Bibliographic Information:
Xu, J., Yu, C., Xu, J., Ding, Y., Torvik, V. I., Kang, J., Sung, M., & Song, M. (2023). PubMed knowledge graph 2.0: Connecting papers, patents, and clinical trials in biomedical science. Scientific Data, 10(1), 415. https://doi.org/10.1038/s41597-023-02450-6
Research Objective:
This paper introduces PKG 2.0, an updated version of the PubMed Knowledge Graph (PKG), aiming to address the limitations of existing knowledge graphs by integrating papers, patents, and clinical trials to provide a more comprehensive and interconnected view of biomedical research.
Methodology:
PKG 2.0 integrates data from various sources, including PubMed, ClinicalTrials.gov, USPTO, and NIH Exporter. The authors employed several techniques to link these data sources, including:
- Biomedical Entity Extraction and Relation Mapping: Using BERN2, a biomedical text mining tool, to extract and normalize biomedical entities from papers, patents, and clinical trials, and mapping their relationships using the iBKH dataset.
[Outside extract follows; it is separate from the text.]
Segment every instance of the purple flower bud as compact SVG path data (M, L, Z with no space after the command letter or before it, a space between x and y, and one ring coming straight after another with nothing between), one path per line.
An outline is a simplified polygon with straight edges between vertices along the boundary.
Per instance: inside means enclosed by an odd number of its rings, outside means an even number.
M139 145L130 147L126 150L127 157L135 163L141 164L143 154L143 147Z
- Author Name Disambiguation: Combining data from Author-ity and Semantic Scholar, and training a deep neural network model to resolve conflicts and disambiguate author names across different data sources.
- Citation Integration: Integrating citation data from PubMed, NIH Open Citation Collection (NIH-OCC), and the OpenCitations Index of Crossref open DOI-to-DOI citations (COCI) to create a more complete citation network.
- Project Linking: Utilizing data from the NIH Exporter to link NIH-funded projects with their corresponding papers, patents, and clinical trials.
Key Findings:
- PKG 2.0 encompasses over 36 million papers, 1.3 million patents, and 0.48 million clinical trials, establishing fine-grained connections between these document types through bioentities, citations, disambiguated authors, and projects.
- The integration of multiple data sources and the use of advanced techniques for entity extraction, disambiguation, and linking resulted in a comprehensive and interconnected knowledge graph that provides a holistic view of the biomedical research landscape.
- PKG 2.0 has been validated using various datasets and has shown significant improvements in key tasks such as author disambiguation and biomedical entity recognition.
Main Conclusions:
PKG 2.0 offers a valuable resource for biomedical researchers, bibliometric scholars, and those engaged in literature mining by providing a comprehensive and interconnected view of the relationships between papers, patents, and clinical trials. This integration enables a deeper understanding of knowledge transfer, innovation pathways, and the overall scientific ecosystem in biomedicine.
Significance:
PKG 2.0 represents a significant advancement in knowledge graph construction for biomedical research. Its comprehensive integration of diverse data sources and sophisticated linking methodologies provide a powerful tool for exploring the complex relationships within the field, potentially leading to new discoveries and innovations.
Limitations and Future Research:
- The accuracy of author disambiguation and entity linking, while improved, can be further enhanced.
- The current version of PKG 2.0 primarily focuses on biomedical literature; expanding its scope to include other relevant data sources could provide a more holistic view of the research landscape.
- Future research could explore the development of user-friendly interfaces and tools to facilitate the exploration and analysis of the vast amount of data within PKG 2.0.